Global Productivity Growth Post-Covid – Down But By No Means Out
“You can see the computer age everywhere but in the productivity statistics.”
Robert Solow (1987) Emeritus Institute Professor of Economics at Massachusetts Institute of Technology (MIT)
According to the IMF – World Economic Outlook – October 2020, global GDP is expected to contract by 4.4% in 2020 and rebound by 5.2% in 2021. Along with the pandemic-related economic contraction of last year, global unemployment rates have soared as hundreds of millions of workers have lost their livelihoods:
The International Labor Organisation (ILO) Monitor: COVID-19 and the world of work. Sixth edition, published at the end of September, estimated that, compared to Q4 2019, during Q1, 5.4% of global working hours were lost – equivalent to 155mln full-time jobs. By Q2 this number had risen to 17.3% or 495mln jobs.
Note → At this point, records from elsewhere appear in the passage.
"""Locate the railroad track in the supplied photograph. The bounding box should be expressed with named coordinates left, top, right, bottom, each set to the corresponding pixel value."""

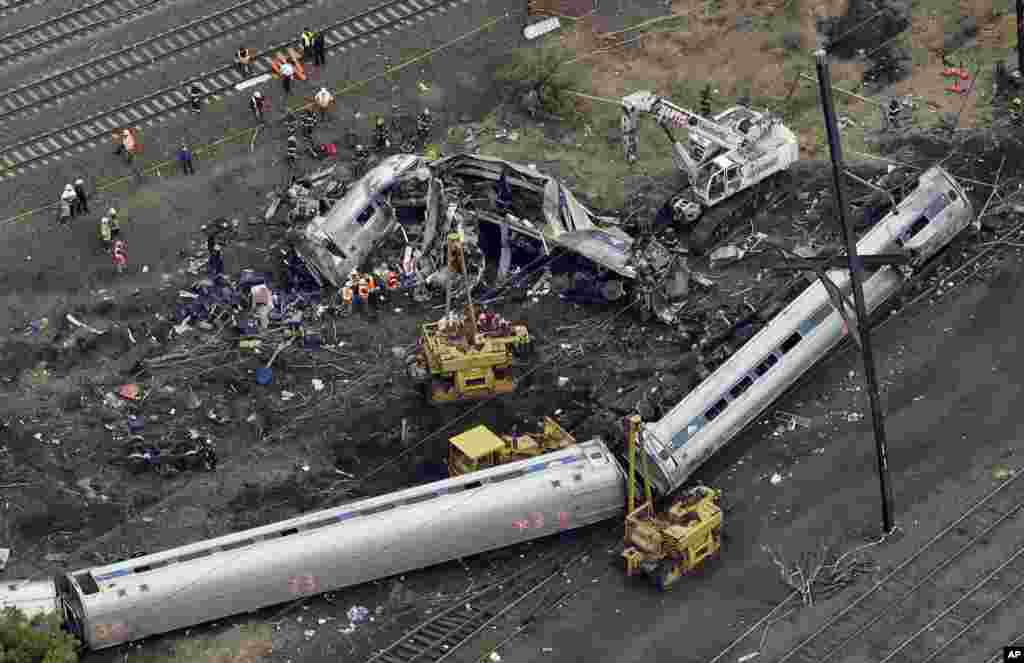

left=366, top=550, right=591, bottom=663
left=0, top=0, right=323, bottom=120
left=0, top=0, right=168, bottom=65
left=0, top=0, right=46, bottom=16
left=0, top=0, right=469, bottom=179
left=712, top=469, right=1024, bottom=663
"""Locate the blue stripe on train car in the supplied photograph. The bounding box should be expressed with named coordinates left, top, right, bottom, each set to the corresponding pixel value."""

left=94, top=569, right=131, bottom=582
left=669, top=416, right=706, bottom=451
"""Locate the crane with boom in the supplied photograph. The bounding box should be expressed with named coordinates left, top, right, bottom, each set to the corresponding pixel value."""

left=622, top=91, right=800, bottom=252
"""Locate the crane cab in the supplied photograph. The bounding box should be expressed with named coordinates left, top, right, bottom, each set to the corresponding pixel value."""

left=449, top=426, right=505, bottom=476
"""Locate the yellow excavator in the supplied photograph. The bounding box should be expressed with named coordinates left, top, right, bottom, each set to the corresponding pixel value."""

left=623, top=415, right=722, bottom=591
left=413, top=233, right=531, bottom=403
left=447, top=417, right=575, bottom=476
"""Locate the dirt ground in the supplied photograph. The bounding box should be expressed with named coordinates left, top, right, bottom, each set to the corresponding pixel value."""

left=0, top=3, right=1021, bottom=663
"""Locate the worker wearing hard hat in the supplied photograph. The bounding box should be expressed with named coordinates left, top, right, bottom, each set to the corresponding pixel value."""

left=313, top=87, right=334, bottom=122
left=621, top=103, right=639, bottom=165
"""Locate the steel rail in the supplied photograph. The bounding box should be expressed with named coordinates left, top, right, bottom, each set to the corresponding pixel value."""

left=0, top=0, right=468, bottom=179
left=0, top=0, right=312, bottom=120
left=777, top=487, right=1024, bottom=663
left=366, top=546, right=593, bottom=663
left=879, top=547, right=1024, bottom=663
left=0, top=0, right=46, bottom=16
left=710, top=469, right=1024, bottom=663
left=0, top=0, right=167, bottom=61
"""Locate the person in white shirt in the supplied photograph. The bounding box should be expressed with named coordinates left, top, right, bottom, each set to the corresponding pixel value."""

left=281, top=63, right=295, bottom=94
left=313, top=87, right=334, bottom=122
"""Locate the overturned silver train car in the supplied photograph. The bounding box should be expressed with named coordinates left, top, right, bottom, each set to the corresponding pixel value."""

left=296, top=155, right=430, bottom=286
left=642, top=166, right=974, bottom=495
left=0, top=440, right=626, bottom=649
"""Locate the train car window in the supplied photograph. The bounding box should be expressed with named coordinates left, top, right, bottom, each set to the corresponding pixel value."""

left=705, top=399, right=729, bottom=421
left=178, top=550, right=211, bottom=562
left=897, top=216, right=931, bottom=245
left=302, top=517, right=338, bottom=532
left=355, top=203, right=374, bottom=225
left=359, top=504, right=394, bottom=515
left=75, top=573, right=99, bottom=594
left=220, top=539, right=256, bottom=550
left=729, top=375, right=754, bottom=399
left=404, top=493, right=438, bottom=504
left=779, top=332, right=804, bottom=355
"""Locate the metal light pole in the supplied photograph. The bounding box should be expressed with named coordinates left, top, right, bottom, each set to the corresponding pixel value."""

left=1017, top=0, right=1024, bottom=76
left=814, top=49, right=897, bottom=534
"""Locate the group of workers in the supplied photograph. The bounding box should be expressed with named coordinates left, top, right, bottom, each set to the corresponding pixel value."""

left=57, top=177, right=128, bottom=273
left=341, top=270, right=401, bottom=313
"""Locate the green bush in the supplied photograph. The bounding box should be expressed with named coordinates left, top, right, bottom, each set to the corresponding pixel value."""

left=0, top=608, right=78, bottom=663
left=497, top=44, right=583, bottom=120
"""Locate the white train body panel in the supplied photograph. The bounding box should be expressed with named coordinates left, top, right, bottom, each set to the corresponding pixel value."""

left=67, top=441, right=625, bottom=649
left=0, top=578, right=60, bottom=619
left=642, top=167, right=973, bottom=495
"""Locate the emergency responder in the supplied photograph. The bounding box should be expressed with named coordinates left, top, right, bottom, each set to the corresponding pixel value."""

left=313, top=32, right=327, bottom=67
left=281, top=63, right=295, bottom=96
left=495, top=166, right=512, bottom=213
left=355, top=274, right=370, bottom=313
left=206, top=244, right=224, bottom=282
left=886, top=96, right=902, bottom=129
left=188, top=83, right=203, bottom=113
left=416, top=109, right=434, bottom=146
left=60, top=184, right=78, bottom=217
left=313, top=87, right=334, bottom=122
left=99, top=216, right=114, bottom=251
left=249, top=90, right=266, bottom=124
left=111, top=240, right=128, bottom=274
left=288, top=133, right=299, bottom=168
left=234, top=46, right=253, bottom=76
left=57, top=184, right=78, bottom=225
left=178, top=142, right=196, bottom=175
left=621, top=103, right=638, bottom=165
left=341, top=279, right=354, bottom=315
left=114, top=129, right=135, bottom=164
left=75, top=177, right=89, bottom=214
left=299, top=28, right=316, bottom=61
left=106, top=207, right=121, bottom=239
left=374, top=117, right=391, bottom=151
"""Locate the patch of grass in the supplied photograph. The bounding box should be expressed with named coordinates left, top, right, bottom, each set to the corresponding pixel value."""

left=131, top=624, right=272, bottom=663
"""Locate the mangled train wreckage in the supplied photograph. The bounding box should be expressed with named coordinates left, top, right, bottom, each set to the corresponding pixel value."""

left=0, top=167, right=973, bottom=649
left=297, top=154, right=688, bottom=320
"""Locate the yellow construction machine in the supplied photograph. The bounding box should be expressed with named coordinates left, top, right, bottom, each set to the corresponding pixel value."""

left=623, top=415, right=722, bottom=591
left=414, top=233, right=530, bottom=403
left=447, top=417, right=575, bottom=476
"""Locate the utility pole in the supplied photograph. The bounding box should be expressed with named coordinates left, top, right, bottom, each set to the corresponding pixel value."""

left=1017, top=0, right=1024, bottom=76
left=814, top=47, right=897, bottom=534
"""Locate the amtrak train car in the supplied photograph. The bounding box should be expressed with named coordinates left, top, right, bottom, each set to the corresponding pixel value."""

left=642, top=166, right=973, bottom=495
left=296, top=155, right=429, bottom=287
left=0, top=440, right=626, bottom=649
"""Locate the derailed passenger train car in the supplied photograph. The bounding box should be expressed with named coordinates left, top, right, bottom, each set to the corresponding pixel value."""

left=0, top=440, right=625, bottom=649
left=642, top=166, right=973, bottom=495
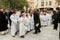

Their Q3 estimate was a more modest 12.3% – still 345mln out of work. The impact this combined supply and demand shock has had on productivity, however, is more difficult to divine.
Total factor productivity (TFP) is a measure of productivity calculated by dividing economy-wide total production by the weighted average of inputs, such as labour and capital. It attempts to calibrate growth in real output (total product) in excess of the growth in inputs (factors of production).